In South Korea, where a vigorous save-energy campaign is under way, the clothing industry expects a 10 percent rise in profits from sales of warm apparel. But not only manufacturers see an opportunity.

"We have seen a lot of thefts of heating oil ... stolen from private properties and construction sites," says Peter Josephsen, a police officer in Ringkoebing, 140 miles west of Copenhagen.

Henrik Sloth, who sells wood-burning stoves and fireplaces in Roskilde, also west of the Danish capital, says sales are "smoking hot." And Denise Henry, whose family deals in firewood in France's Bourgogne region, says "the phone is ringing off the hook."

The second story regards a possible natural gas shortage in New England:

PROVIDENCE, R.I. - In just a few short years, New England may run short of natural gas. Energy analysts predict that by 2010, and perhaps sooner, there won't be enough supply to fulfill the region's energy needs.

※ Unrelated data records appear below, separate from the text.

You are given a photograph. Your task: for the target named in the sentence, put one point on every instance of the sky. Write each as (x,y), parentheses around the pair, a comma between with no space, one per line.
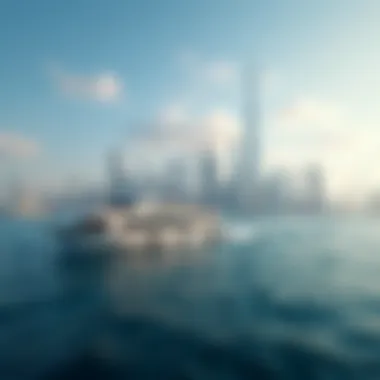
(78,77)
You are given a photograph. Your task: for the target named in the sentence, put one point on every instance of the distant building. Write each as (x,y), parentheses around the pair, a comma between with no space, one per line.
(315,192)
(248,171)
(120,186)
(209,177)
(176,181)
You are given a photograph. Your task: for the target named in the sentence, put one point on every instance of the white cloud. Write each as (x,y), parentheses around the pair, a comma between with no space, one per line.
(216,72)
(17,146)
(102,87)
(315,131)
(173,114)
(221,129)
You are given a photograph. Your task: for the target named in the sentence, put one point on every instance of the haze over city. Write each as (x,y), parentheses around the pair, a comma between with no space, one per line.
(80,77)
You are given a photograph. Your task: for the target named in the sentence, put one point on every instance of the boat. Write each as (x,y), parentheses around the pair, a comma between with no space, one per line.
(143,227)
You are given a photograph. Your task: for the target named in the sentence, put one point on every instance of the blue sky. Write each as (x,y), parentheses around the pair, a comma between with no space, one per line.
(76,76)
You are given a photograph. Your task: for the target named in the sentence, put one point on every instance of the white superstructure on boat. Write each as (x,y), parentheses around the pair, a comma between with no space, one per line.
(146,226)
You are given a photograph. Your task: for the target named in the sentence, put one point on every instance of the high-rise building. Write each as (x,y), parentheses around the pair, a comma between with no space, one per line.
(315,194)
(120,186)
(208,179)
(176,186)
(248,173)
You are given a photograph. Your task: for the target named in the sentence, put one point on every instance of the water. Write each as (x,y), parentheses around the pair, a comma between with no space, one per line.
(285,298)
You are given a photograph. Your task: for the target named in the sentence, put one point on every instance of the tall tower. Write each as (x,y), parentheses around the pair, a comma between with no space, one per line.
(209,181)
(250,147)
(120,192)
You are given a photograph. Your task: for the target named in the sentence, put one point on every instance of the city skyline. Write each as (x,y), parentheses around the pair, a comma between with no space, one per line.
(76,84)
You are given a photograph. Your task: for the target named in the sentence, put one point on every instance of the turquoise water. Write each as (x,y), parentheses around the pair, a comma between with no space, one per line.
(285,298)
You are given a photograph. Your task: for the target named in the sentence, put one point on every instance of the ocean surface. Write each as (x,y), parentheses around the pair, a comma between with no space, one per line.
(283,298)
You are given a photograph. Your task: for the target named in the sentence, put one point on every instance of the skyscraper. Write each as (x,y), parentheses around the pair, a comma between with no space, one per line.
(315,189)
(248,173)
(119,185)
(209,181)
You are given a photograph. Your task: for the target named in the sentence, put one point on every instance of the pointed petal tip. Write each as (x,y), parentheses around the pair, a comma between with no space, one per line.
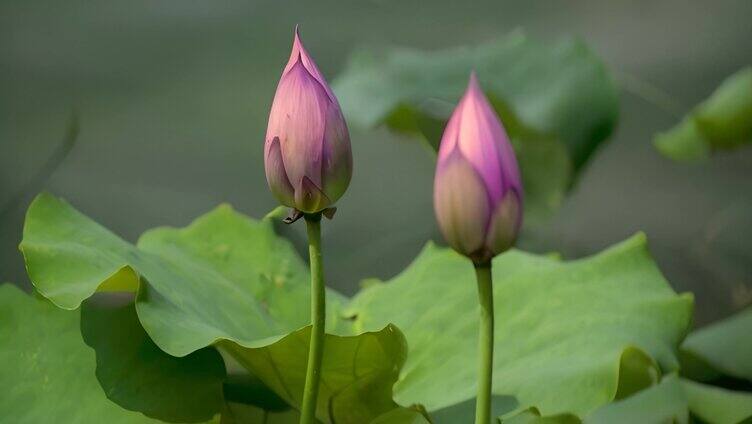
(473,82)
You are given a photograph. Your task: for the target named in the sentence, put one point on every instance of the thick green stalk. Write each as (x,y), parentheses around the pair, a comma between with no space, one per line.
(485,344)
(318,320)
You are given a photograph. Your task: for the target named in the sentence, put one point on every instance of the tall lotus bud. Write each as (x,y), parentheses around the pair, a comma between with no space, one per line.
(477,187)
(307,153)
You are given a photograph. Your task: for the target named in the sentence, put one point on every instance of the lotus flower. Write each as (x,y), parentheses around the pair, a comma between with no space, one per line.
(477,187)
(307,154)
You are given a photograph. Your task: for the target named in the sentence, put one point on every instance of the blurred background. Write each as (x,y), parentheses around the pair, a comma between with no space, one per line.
(172,99)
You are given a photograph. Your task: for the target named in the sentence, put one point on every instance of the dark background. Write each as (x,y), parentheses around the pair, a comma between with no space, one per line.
(173,98)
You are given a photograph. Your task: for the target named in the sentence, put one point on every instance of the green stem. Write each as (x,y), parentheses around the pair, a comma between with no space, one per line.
(485,344)
(318,320)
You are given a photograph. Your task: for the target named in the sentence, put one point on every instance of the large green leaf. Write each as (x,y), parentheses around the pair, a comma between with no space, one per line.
(357,373)
(47,372)
(721,122)
(725,347)
(224,279)
(138,376)
(586,324)
(557,102)
(662,403)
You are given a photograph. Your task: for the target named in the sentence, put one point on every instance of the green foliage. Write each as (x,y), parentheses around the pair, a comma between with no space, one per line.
(358,372)
(254,279)
(47,371)
(588,324)
(608,325)
(721,122)
(139,376)
(224,279)
(557,102)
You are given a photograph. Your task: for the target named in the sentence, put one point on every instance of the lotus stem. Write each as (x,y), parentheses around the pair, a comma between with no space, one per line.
(318,320)
(485,343)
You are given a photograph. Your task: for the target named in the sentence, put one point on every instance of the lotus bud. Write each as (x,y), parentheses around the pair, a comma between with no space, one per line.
(307,154)
(477,188)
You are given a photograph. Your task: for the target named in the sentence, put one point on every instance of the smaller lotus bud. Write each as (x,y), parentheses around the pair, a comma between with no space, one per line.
(477,187)
(307,154)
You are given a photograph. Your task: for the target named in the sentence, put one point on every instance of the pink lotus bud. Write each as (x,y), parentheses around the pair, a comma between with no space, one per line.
(307,153)
(477,189)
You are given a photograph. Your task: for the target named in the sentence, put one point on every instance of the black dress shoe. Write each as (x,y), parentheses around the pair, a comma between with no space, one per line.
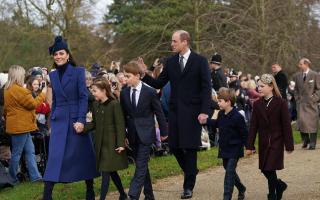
(187,194)
(311,148)
(281,187)
(305,145)
(241,194)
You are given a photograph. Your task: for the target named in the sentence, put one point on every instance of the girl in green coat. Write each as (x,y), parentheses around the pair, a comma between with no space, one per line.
(108,137)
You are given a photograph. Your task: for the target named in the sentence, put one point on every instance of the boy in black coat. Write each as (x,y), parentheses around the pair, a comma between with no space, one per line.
(140,104)
(232,138)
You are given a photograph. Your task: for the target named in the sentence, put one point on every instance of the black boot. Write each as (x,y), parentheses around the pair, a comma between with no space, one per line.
(281,187)
(242,193)
(47,193)
(272,197)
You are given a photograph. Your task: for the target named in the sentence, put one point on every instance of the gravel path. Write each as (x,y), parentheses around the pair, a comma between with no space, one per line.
(302,174)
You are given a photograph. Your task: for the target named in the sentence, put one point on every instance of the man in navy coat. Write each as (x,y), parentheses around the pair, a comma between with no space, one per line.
(190,98)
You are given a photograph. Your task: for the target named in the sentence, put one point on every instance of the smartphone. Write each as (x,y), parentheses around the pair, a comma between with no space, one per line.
(114,84)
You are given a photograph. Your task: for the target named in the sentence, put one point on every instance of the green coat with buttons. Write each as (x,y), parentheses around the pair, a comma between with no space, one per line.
(109,134)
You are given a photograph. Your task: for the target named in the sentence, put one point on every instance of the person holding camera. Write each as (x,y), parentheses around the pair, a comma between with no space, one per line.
(19,106)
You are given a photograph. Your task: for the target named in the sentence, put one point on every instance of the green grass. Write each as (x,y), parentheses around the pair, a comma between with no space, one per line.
(160,167)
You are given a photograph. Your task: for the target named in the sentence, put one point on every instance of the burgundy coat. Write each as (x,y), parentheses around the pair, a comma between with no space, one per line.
(273,125)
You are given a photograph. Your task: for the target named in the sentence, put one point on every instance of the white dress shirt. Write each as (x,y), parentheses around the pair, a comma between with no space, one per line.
(185,57)
(138,90)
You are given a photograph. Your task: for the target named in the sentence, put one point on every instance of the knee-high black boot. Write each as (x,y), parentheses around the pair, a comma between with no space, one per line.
(48,187)
(90,191)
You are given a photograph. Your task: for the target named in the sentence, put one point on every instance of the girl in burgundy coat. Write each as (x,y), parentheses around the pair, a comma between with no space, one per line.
(270,118)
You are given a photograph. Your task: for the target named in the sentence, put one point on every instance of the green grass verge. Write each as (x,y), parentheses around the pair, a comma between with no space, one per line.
(160,167)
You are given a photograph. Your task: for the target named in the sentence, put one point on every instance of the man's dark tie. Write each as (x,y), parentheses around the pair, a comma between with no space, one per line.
(181,63)
(133,98)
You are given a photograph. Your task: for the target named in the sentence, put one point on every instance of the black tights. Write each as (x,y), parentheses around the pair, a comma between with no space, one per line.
(48,188)
(105,184)
(272,181)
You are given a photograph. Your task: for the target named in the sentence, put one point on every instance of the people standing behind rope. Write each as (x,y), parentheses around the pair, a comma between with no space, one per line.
(218,77)
(71,154)
(233,135)
(43,109)
(271,120)
(292,101)
(19,114)
(307,96)
(108,136)
(281,79)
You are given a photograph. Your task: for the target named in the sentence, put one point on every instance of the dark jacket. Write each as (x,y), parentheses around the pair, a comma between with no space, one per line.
(232,133)
(109,134)
(282,83)
(219,79)
(190,95)
(273,125)
(140,122)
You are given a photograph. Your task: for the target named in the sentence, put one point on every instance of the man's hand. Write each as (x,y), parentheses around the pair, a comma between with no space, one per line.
(119,149)
(202,118)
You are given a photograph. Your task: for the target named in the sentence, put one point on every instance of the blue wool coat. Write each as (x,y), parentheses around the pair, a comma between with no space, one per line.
(71,155)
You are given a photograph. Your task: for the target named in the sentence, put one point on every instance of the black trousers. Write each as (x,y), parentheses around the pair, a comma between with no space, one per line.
(141,178)
(312,139)
(272,182)
(187,159)
(48,188)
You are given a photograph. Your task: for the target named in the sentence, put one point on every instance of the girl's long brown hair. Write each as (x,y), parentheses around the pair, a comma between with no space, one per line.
(268,79)
(103,84)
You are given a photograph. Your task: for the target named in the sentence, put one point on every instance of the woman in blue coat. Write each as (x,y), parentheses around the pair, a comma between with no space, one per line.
(71,154)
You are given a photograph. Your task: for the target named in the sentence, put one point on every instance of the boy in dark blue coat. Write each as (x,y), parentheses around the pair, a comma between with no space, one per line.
(232,138)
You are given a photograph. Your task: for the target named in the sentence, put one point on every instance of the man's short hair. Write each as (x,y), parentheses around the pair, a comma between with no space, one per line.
(133,68)
(184,35)
(306,61)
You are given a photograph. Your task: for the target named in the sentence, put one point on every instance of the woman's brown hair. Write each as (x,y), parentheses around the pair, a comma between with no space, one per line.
(29,81)
(227,94)
(103,84)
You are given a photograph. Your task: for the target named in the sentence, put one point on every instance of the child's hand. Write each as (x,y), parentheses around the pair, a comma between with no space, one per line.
(163,138)
(249,152)
(203,121)
(79,127)
(120,149)
(126,142)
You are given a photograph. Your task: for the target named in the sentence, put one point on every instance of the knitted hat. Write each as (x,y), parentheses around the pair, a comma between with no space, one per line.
(59,44)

But plans to build liquefied natural gas terminals in New England face stiff opposition.

Opponents say highly flammable LNG is too risky to store in heavily populated areas, and security measures to protect tankers that bring in LNG shipments will be a burden. Some have proposed putting terminals offshore, but those plans concern fishermen and environmentalists.

Long reliant on heating oil due to its older housing stock, New England came late to the natural gas market compared to the rest of the country. Thirty-five percent of households in New England use natural gas, the lowest percentage among all regions of the country, according to the U.S. Energy Information Administration. Fifty-five percent of U.S. households heat with natural gas, according to the agency.

Natural gas demand in New England is expected to grow 1.4 percent annually on average through 2025, according to the EIA; that translates into a 35 percent increase in usage during that time.

While that level of growth may not seem extraordinary, the key is its effect during so-called peak days, when demand is highest and the system is strained. Experts say supply is stretched thin even now during peak periods, because the main and secondary pipelines operate at capacity. As recently as January 2004, the region endured a gas crunch when high demand put unexpected pressure on the infrastructure and caused prices to spike.

Also, New England is at the end of the pipeline network and has no underground storage capacity, which can make it especially susceptible to weather problems or disruptions.

"We're close to capacity at peak days, and if that is affected by something we haven't planned for, then that's a cause for real concern," said John Shea, director of environment and energy programs at the New England Governors Conference.

So I wouldn't get my hopes up too high for Christmas shopping. I know I'm cutting way back on my Christmas shopping for this year.